Yes, walking is often recommended for people with deep vein thrombosis (DVT) as it can help improve blood flow and reduce the risk of blood clots. However, it is important to consult with a doctor before starting an exercise program, especially if you have DVT, as some activities may be contraindicated.
For most people, walking or taking care of some housework are fine right after you find out you have DVT. It’s also OK right after a pulmonary embolism. Your doctor may prescribe a blood thinner — they may call it an anticoagulant — and compression stockings. Those help blood flow in your legs. If you start blood thinners, studies show that walking is safe as soon as your medicine begins to work. Check with your doctor, though. Starting out slowly is best. Here’s one routine you can try:
Week 1: Walk for 5 minutes at a comfortable pace, 3-4 times per day.
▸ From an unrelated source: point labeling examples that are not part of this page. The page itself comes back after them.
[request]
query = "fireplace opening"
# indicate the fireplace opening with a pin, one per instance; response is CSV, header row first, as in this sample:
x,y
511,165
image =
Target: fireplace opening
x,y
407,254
Week 2: Walk for 10 minutes, 3-4 times per day.
Week 3: Walk for 20 minutes, 3 times per day.
Week 4: Walk for 30 minutes, 2 times per day.
Week 5: Walk for 40 minutes, once a day.
Warm up by walking slowly for 5 minutes. Cool down the same way.
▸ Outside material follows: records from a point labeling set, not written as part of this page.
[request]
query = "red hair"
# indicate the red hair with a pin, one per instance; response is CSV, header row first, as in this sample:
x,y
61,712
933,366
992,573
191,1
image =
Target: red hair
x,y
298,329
If you’re stuck sitting for a long time — like in a plane or a car for 4 or more hours — getting up and walking for 5 minutes each hour helps prevent another bout of DVT. Remember not to cross your legs when you sit. It interferes with circulation. You can also do the exercises below while you’re sitting:
Ankle pumps: With your heel on the ground, move your toes toward your shin. Repeat with your other foot.
Leg extension: With your thigh on the seat, lift your lower leg until it’s roughly parallel with the ground, then slowly return it to the floor. Repeat with the other leg.
Seated march: Lift your knee up toward your chest, return your foot to the floor, then do the same with your opposite leg.
Shoot for 30 repetitions of each exercise every hour.
The doctor may also advise on the proper intensity, duration, and frequency of physical activity that is safe and effective for your individual condition.